Advantages and limitations of experimental autoimmune encephalomyelitis in breaking down the role of the gut microbiome in multiple sclerosis

Abstract

Since the first model of experimental autoimmune encephalomyelitis (EAE) was introduced almost a century ago, there has been an ongoing scientific debate about the risks and benefits of using EAE as a model of multiple sclerosis (MS). While there are notable limitations of translating EAE studies directly to human patients, EAE continues to be the most widely used model of MS, and EAE studies have contributed to multiple key breakthroughs in our understanding of MS pathogenesis and discovery of MS therapeutics. In addition, insights from EAE have led to a better understanding of modifiable environmental factors that can influence MS initiation and progression. In this review, we discuss how MS patient and EAE studies compare in our learning about the role of gut microbiome, diet, alcohol, probiotics, antibiotics, and fecal microbiome transplant in neuroinflammation. Ultimately, the combination of rigorous EAE animal studies, novel bioinformatic approaches, use of human cell lines, and implementation of well-powered, age- and sex-matched randomized controlled MS patient trials will be essential for improving MS patient outcomes and developing novel MS therapeutics to prevent and revert MS disease progression.

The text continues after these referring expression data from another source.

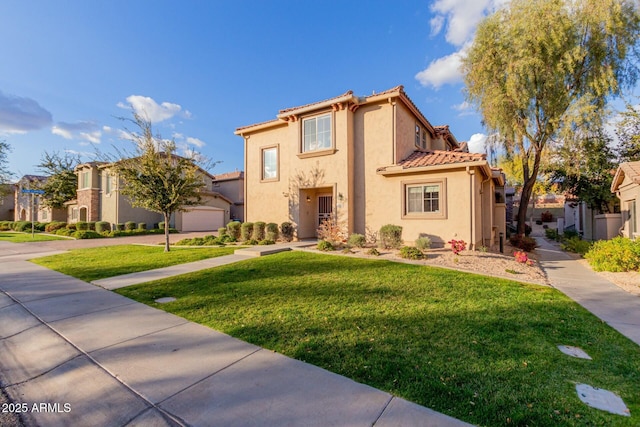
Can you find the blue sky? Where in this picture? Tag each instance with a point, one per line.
(201, 69)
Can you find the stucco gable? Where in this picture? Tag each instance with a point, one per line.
(630, 170)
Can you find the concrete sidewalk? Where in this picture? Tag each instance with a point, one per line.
(77, 354)
(613, 305)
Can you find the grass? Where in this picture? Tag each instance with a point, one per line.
(480, 349)
(17, 237)
(99, 263)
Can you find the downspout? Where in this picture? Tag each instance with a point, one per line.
(244, 182)
(472, 187)
(482, 208)
(393, 130)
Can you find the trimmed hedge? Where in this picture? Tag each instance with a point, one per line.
(390, 236)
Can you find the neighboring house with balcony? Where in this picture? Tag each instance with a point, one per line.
(29, 207)
(366, 162)
(626, 185)
(99, 199)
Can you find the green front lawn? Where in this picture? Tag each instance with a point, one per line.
(99, 263)
(17, 237)
(477, 348)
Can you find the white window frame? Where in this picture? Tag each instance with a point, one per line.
(440, 213)
(85, 176)
(263, 163)
(314, 146)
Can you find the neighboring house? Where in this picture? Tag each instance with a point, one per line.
(7, 202)
(366, 162)
(99, 199)
(28, 207)
(231, 185)
(626, 185)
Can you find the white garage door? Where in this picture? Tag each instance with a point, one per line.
(202, 219)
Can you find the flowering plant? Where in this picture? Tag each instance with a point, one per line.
(522, 258)
(457, 246)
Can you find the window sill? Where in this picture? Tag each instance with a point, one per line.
(316, 153)
(423, 216)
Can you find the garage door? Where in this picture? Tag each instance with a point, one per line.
(202, 219)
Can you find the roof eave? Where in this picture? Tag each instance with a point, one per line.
(399, 170)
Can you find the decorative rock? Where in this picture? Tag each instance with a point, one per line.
(602, 399)
(574, 352)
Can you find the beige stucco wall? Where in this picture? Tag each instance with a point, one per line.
(627, 192)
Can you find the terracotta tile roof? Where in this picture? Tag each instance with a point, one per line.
(632, 171)
(437, 157)
(286, 110)
(259, 124)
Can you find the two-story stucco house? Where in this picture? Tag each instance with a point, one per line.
(626, 185)
(27, 207)
(366, 162)
(99, 199)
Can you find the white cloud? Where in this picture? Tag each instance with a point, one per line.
(461, 18)
(86, 132)
(195, 141)
(20, 115)
(149, 109)
(476, 143)
(445, 70)
(436, 24)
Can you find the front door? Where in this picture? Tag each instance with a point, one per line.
(325, 208)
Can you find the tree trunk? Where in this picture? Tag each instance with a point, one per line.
(166, 232)
(527, 189)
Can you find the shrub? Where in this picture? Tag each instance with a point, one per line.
(410, 252)
(390, 236)
(616, 255)
(551, 234)
(233, 230)
(22, 225)
(54, 225)
(258, 231)
(357, 240)
(102, 226)
(246, 231)
(373, 251)
(457, 246)
(423, 243)
(525, 243)
(86, 234)
(271, 231)
(575, 244)
(331, 231)
(64, 232)
(522, 258)
(324, 245)
(287, 230)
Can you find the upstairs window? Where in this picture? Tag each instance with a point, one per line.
(269, 163)
(84, 179)
(316, 133)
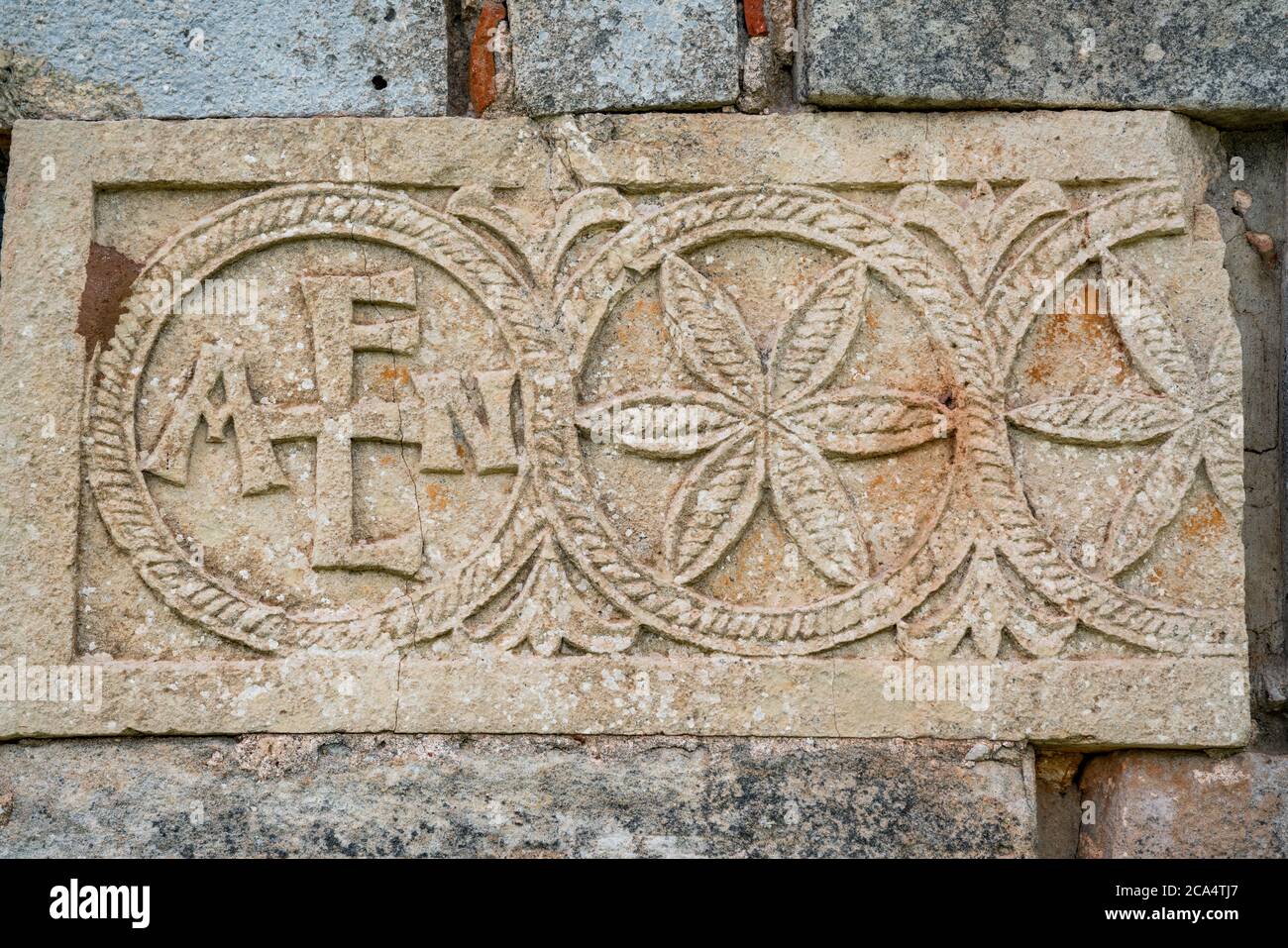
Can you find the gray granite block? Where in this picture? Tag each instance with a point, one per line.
(201, 58)
(407, 794)
(623, 54)
(1220, 59)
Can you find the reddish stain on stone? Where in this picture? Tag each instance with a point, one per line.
(482, 65)
(754, 13)
(108, 275)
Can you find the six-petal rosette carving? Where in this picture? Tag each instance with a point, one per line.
(768, 430)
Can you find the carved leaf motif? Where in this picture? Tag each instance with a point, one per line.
(1225, 368)
(926, 207)
(980, 235)
(815, 339)
(481, 205)
(584, 211)
(713, 505)
(709, 334)
(815, 509)
(1223, 458)
(984, 604)
(1028, 204)
(662, 423)
(977, 607)
(864, 423)
(1154, 498)
(1112, 417)
(548, 610)
(1153, 342)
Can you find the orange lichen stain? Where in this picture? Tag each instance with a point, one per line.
(398, 375)
(1086, 324)
(1206, 523)
(627, 324)
(436, 497)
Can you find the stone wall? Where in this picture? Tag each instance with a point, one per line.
(518, 794)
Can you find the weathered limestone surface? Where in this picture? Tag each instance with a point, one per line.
(1189, 805)
(198, 58)
(848, 425)
(1222, 60)
(1249, 198)
(623, 54)
(518, 796)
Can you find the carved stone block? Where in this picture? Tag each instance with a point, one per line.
(888, 425)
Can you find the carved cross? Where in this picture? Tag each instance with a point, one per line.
(443, 420)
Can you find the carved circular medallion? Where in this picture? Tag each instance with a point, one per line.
(329, 515)
(769, 423)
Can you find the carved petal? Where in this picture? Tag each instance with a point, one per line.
(1155, 346)
(978, 605)
(709, 334)
(815, 509)
(927, 207)
(812, 343)
(1029, 202)
(587, 210)
(480, 204)
(1225, 368)
(1154, 498)
(713, 505)
(548, 610)
(1111, 417)
(864, 423)
(1223, 456)
(1039, 631)
(661, 423)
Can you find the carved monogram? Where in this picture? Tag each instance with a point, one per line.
(554, 572)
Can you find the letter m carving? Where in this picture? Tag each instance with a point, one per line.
(215, 366)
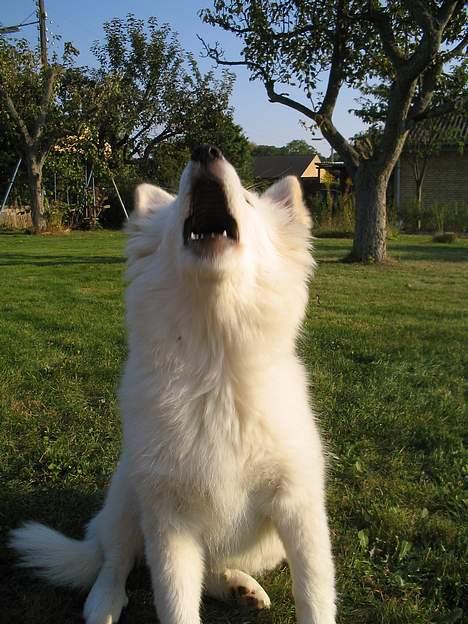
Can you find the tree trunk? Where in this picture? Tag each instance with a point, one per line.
(419, 184)
(371, 215)
(34, 167)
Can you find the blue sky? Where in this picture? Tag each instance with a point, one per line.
(81, 22)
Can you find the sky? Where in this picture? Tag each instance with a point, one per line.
(81, 23)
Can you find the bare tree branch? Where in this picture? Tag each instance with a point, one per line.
(52, 74)
(438, 111)
(384, 26)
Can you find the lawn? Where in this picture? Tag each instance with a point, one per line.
(385, 348)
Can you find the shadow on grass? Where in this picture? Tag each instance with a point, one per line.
(24, 598)
(431, 252)
(15, 259)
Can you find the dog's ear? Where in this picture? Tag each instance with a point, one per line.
(287, 194)
(149, 198)
(146, 224)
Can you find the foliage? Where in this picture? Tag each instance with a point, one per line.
(320, 46)
(296, 146)
(384, 349)
(434, 217)
(135, 117)
(152, 93)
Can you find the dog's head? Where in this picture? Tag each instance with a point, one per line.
(218, 237)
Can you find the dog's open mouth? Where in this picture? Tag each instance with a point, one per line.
(210, 228)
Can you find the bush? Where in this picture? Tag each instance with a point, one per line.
(438, 217)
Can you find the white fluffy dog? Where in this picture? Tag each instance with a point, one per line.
(222, 472)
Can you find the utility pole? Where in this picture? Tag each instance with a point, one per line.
(41, 14)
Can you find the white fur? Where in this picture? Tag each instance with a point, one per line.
(222, 470)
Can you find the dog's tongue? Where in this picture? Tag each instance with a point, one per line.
(209, 204)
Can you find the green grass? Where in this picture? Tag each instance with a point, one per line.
(384, 346)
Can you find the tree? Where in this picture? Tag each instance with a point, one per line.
(153, 94)
(27, 98)
(404, 45)
(296, 146)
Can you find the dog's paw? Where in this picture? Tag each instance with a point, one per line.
(246, 591)
(104, 607)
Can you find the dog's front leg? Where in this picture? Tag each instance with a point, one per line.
(301, 523)
(175, 558)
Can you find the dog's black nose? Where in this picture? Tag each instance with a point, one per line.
(205, 154)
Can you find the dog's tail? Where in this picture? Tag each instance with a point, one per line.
(57, 558)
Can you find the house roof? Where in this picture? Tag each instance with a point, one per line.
(452, 129)
(273, 167)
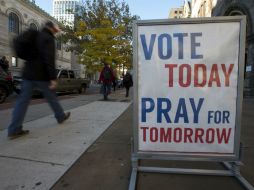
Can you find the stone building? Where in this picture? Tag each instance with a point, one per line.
(176, 12)
(213, 8)
(186, 9)
(15, 17)
(241, 7)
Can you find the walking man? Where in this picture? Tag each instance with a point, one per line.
(127, 82)
(106, 77)
(4, 64)
(40, 72)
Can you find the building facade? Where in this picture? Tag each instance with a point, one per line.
(186, 9)
(202, 8)
(63, 10)
(176, 13)
(15, 17)
(213, 8)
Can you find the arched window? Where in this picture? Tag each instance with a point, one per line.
(13, 23)
(33, 26)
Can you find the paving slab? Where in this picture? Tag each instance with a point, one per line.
(52, 147)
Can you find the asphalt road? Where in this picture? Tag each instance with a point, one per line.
(39, 108)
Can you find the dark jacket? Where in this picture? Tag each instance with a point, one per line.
(42, 66)
(4, 64)
(107, 81)
(127, 80)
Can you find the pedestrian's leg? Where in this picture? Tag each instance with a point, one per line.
(51, 97)
(20, 108)
(127, 91)
(105, 91)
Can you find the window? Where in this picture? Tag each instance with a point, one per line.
(14, 61)
(71, 73)
(58, 45)
(33, 26)
(64, 74)
(13, 23)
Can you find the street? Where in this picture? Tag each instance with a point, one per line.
(39, 107)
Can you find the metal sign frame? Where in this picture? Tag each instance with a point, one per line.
(234, 159)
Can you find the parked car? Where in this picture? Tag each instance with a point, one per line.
(68, 81)
(6, 85)
(119, 83)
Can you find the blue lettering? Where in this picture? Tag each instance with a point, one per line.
(163, 111)
(146, 109)
(180, 43)
(181, 111)
(169, 46)
(195, 109)
(148, 51)
(194, 44)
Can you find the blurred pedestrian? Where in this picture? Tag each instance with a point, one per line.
(4, 64)
(40, 72)
(106, 77)
(127, 82)
(114, 80)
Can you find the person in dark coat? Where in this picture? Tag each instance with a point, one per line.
(127, 82)
(4, 64)
(106, 77)
(38, 72)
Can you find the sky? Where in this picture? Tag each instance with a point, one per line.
(146, 9)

Keywords: EAE; FMT; MS; alcohol; antibiotics; diet; gut microbiome; probiotics.

FIGURE 1

A myriad of experimental autoimmune encephalomyelitis (EAE) models have been developed to capture varied aspects of the clinical course of multiple sclerosis (MS) [C57BL/6 (B6), SJL/J, and PL/J mice]. Genetic models have allowed the study of T and B cells in MS in TCR and B-cell receptor (BCR) transgenics. Germ-free models have enabled the study of the gut microbiome. Viral models, such as Theiler’s murine encephalomyelitis virus (TMEV), have elucidated viral contribution to MS. MS-related demyelination and remyelination has been studied in cuprizone and lysolecithin models. Connexin knockouts have been used to study the role of the blood brain barrier (BBB) in neuroinflammation. Central tolerance has been examined in shiverer transgenic mice.